The starter code provides two flags that allow you to disable propagation or random search in this function. As you develop your implementation, you can use these flags for debugging purposes, to isolate problems related to one or the other procedure.
Part 1.2. The reconstruct source from target() function (15 Marks)
This function re-creates the source image by copying pixels from the target image, as prescribed by the supplied nearest-neighbor field. If this field is of high quality, then the copied pixels will be almost identical to those of the source; if not, the reconstructed source image will contain artifacts. Thus, comparing the reconstructed source to the original source gives you an idea of how good a nearest-neighbor field is.
Details of the function’s input and output parameters are in the starter code.
Part 1.3. Efficiency considerations (10 Marks)
You should pay attention to the efficiency of the code you write. Explicit loops cannot be completely avoided in propagation and random search() but their use should be kept to an absolute minimum. This is necessary to keep the running time of your code to a reasonable level: the input images you are supplied are quite large and it will take a very long time to process them if you use too many loops. No explicit loops are needed in reconstruct source from target().
Solutions that are no more than 50% slower than the reference implementation will receive full marks for efficiency. Less efficient implementations will have some of those points deducted depending on how much they deviate from this baseline.
Part 2. Report and Experimental evaluation (10 Marks)
Your task here is to put the PatchMatch to the test by conducting your own experiments. Try it on a variety of pairs of photos; on two adjacent frames of video; on “stereo” image pairs taken by capturing a photo of a static scene and then adjusting your viewpoint slightly (e.g., afew centimeters) to capture a second photo from a diferent point of view. Basically, run it on enough image pairs to understand when it works well and when it doesn’t.
At the very least, you must show the results of running the algorithm on the supplied source/target image pairs, using command-line arguments like those specified in Section 3.

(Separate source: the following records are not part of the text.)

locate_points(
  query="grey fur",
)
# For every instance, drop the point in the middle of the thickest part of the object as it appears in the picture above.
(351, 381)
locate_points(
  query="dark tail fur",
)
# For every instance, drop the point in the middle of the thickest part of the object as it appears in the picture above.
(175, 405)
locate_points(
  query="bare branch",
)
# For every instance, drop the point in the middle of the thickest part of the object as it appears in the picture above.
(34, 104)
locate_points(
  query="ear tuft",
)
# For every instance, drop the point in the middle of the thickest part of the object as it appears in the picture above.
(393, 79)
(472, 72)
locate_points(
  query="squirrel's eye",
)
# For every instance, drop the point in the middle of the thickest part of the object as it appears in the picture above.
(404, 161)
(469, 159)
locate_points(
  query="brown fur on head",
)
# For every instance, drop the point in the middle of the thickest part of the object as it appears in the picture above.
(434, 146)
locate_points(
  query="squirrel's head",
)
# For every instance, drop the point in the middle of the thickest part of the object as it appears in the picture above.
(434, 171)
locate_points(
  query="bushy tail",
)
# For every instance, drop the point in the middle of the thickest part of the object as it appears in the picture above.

Your report should highlight your implementation’s results (nearest neighbor field, reconstructed source, etc) and discuss how well your algorithm performs, and the conditions in which it doesn’t work well. The more solid evidence (i.e., results) you can include in your report PDF to back up your arguments and explanations, the more likely you will get full marks on your report.

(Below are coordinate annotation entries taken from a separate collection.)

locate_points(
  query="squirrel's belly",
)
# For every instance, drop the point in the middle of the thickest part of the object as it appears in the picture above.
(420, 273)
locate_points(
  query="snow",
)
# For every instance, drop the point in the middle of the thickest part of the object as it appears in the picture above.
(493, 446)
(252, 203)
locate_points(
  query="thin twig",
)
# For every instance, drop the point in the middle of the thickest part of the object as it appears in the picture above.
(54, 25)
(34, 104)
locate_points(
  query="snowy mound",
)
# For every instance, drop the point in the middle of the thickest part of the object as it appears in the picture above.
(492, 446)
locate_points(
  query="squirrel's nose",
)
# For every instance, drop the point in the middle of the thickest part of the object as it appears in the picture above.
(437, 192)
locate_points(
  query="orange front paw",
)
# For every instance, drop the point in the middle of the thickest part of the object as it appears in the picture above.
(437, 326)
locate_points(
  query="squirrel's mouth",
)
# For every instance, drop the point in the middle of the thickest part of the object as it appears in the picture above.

Place your report in file patchmatch/report/report.pdf. You may use any word processing tool to create it (Word, LATEX, Powerpoint, HTML, etc.) but the report you turn in must be in PDF format.
What to turn in: You will be submitting the completed CHECKLIST form, your code, your written report and images. Use the following sequence of commands to pack your code and results:
cd patchmatch
tar cvfz assign4.tar.gz code results report/report.pdf CHECKLIST.txt
Upload the gzipped tarfile to MarkUs.
Important: After uploading the tarfile to MarkUS, download it from MarkUS, unpack it and verify that your code and all other assignment components are there! Students in previous instances of the course have accidentally submitted the starter tarfile instead of their own code and results, leading to major issues with marking—and wasting a lot of time for all involved. Because of this, there will be no accommodation for such errors this term: if you submit the starter code instead of your own code and/or submit no results, you will receive a zero on those parts of the assignment; if you discover this error a day later and want to re-submit, the standard late submission policy will apply. As stated on the course website, the course’s late policy includes a brief grace period to allow you to quickly resubmit your tarfile a few minutes after the submission deadline without any penalty if you discover omissions in your submitted tarfile.